Ce qui est en haut - Gilles Haumont

Qu'est-ce que l'anthropie ? Le principe anthropique affirme que les lois de la physique sont telles qu'elles favorisent nécessairement l'apparition de la vie humaine. Autrement dit, notre univers serait le résultat d'un projet incroyablement précis, intelligent. Prenez l'image d'un peloton d'exécution devant lequel le fusillé survit au tir. Si le peloton comprend une dizaine de soldats, on peut imaginer que deux ou trois armes se soient enrayées et que les autres tireurs aient manqués leur cible par maladresse ou scrupules, même si la probabilité de tout cela est très faible. Dans le cas de l'apparition de la vie humaine, c'est comme si 10120  (soit 10 suivi de 120 zéros) soldats avaient manqué leur cible. Une coïncidence inouïe. Autant dire que les fusils étaient chargés à blanc, ce qui conduit naturellement à penser que notre espèce est le résultat d'un projet qui ressemble diablement (!) à un volonté divine. 

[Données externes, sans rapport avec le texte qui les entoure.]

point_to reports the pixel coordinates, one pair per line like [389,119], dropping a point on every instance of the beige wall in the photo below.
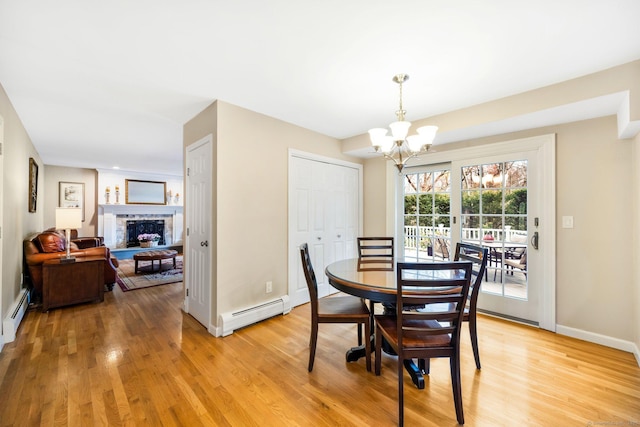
[635,315]
[596,183]
[55,174]
[251,200]
[17,222]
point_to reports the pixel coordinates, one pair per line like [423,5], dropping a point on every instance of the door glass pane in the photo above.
[427,215]
[494,214]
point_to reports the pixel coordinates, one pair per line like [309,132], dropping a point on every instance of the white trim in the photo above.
[605,340]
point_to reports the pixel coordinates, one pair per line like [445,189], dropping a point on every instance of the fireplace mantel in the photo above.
[108,220]
[140,209]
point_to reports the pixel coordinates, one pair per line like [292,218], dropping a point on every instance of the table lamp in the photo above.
[66,219]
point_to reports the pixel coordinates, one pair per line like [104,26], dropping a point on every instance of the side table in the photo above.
[72,283]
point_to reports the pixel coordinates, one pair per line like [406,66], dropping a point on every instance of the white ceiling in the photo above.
[103,84]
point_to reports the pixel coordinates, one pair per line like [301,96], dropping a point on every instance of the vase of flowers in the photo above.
[148,240]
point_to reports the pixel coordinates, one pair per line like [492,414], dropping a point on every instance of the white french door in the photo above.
[498,200]
[501,196]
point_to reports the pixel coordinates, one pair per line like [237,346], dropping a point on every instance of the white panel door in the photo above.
[198,240]
[324,209]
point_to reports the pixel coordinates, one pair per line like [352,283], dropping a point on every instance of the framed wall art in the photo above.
[145,192]
[33,185]
[71,195]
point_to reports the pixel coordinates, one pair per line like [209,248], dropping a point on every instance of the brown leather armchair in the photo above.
[47,245]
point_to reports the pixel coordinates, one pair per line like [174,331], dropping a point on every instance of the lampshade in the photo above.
[68,218]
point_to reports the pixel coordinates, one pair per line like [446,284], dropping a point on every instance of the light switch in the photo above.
[567,222]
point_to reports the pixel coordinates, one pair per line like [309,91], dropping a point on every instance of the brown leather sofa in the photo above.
[47,245]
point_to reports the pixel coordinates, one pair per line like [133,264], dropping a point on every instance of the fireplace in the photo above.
[113,219]
[143,226]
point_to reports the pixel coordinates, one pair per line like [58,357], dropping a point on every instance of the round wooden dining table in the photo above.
[376,281]
[372,280]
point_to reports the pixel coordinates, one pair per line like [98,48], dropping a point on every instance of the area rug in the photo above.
[128,280]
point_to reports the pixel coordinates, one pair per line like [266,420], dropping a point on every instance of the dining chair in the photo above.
[520,263]
[417,334]
[478,256]
[375,248]
[333,309]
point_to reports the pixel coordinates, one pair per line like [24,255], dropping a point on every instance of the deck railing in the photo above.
[412,234]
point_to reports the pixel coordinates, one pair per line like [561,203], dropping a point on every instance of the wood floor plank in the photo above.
[137,359]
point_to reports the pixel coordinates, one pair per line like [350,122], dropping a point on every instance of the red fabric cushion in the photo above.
[51,242]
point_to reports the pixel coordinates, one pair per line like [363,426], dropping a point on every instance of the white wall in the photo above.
[18,222]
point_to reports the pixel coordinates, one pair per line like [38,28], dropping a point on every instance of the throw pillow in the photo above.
[51,242]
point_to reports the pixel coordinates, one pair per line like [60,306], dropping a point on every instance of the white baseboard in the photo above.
[600,339]
[14,316]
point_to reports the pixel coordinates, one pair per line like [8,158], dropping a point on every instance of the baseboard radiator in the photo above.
[14,316]
[229,322]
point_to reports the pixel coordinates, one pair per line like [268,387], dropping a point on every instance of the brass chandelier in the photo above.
[398,147]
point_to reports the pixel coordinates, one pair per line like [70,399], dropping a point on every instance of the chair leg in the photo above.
[473,333]
[312,344]
[400,391]
[454,362]
[424,365]
[367,344]
[378,351]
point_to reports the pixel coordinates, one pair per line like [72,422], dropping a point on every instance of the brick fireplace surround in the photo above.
[112,222]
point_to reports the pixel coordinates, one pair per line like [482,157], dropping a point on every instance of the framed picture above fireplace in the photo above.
[71,195]
[139,192]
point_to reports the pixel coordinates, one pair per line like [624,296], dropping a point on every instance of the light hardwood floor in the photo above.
[136,359]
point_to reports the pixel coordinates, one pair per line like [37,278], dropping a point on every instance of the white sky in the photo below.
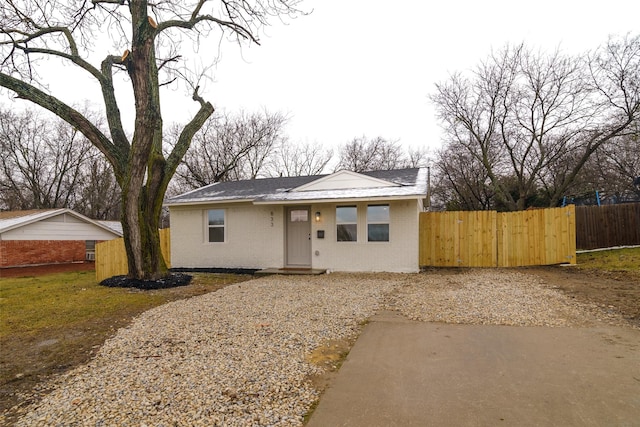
[358,67]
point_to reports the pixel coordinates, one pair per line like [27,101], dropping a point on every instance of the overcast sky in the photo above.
[358,67]
[366,67]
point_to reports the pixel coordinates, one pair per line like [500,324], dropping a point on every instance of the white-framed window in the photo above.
[378,223]
[216,225]
[347,223]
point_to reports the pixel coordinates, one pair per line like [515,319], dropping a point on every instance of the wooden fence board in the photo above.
[490,239]
[111,257]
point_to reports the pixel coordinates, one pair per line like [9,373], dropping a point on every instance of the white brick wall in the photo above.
[255,239]
[400,254]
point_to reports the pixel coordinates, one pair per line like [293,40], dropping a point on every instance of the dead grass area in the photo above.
[53,322]
[610,279]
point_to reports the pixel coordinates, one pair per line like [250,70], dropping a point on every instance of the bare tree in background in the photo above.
[149,42]
[46,163]
[612,170]
[363,154]
[461,181]
[300,160]
[41,161]
[99,194]
[230,147]
[532,120]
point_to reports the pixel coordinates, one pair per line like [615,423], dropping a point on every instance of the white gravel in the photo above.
[236,357]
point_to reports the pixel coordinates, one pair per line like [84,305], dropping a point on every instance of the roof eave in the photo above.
[207,202]
[339,200]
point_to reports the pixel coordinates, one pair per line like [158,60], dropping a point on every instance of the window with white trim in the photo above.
[347,223]
[215,225]
[378,223]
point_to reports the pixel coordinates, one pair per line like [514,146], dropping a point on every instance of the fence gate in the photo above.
[492,239]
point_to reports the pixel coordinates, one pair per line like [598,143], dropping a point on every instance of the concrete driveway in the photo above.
[405,373]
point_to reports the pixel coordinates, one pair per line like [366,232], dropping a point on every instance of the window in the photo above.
[347,223]
[90,250]
[378,223]
[300,216]
[215,225]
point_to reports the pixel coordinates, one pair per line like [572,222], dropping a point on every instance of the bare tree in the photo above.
[41,161]
[363,154]
[533,120]
[98,193]
[230,147]
[300,160]
[462,181]
[149,41]
[611,170]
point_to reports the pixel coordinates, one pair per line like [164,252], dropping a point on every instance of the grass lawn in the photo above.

N'allons pas trop vite en besogne, la science avance les hypothèses avec prudence, et d'ailleurs, par définition, elle n'explique rien par la métaphysique, quelles que soient les convictions philosophiques des chercheurs. D'autres suppositions plus rationalistes sont avancées et si le livre présenté ici incline souvent vers l'explication transcendante, il est bien entendu que rien n'est définitif sur notre comment, hormis les convictions que chacun est libre d'avoir et d'assumer quant au pourquoi.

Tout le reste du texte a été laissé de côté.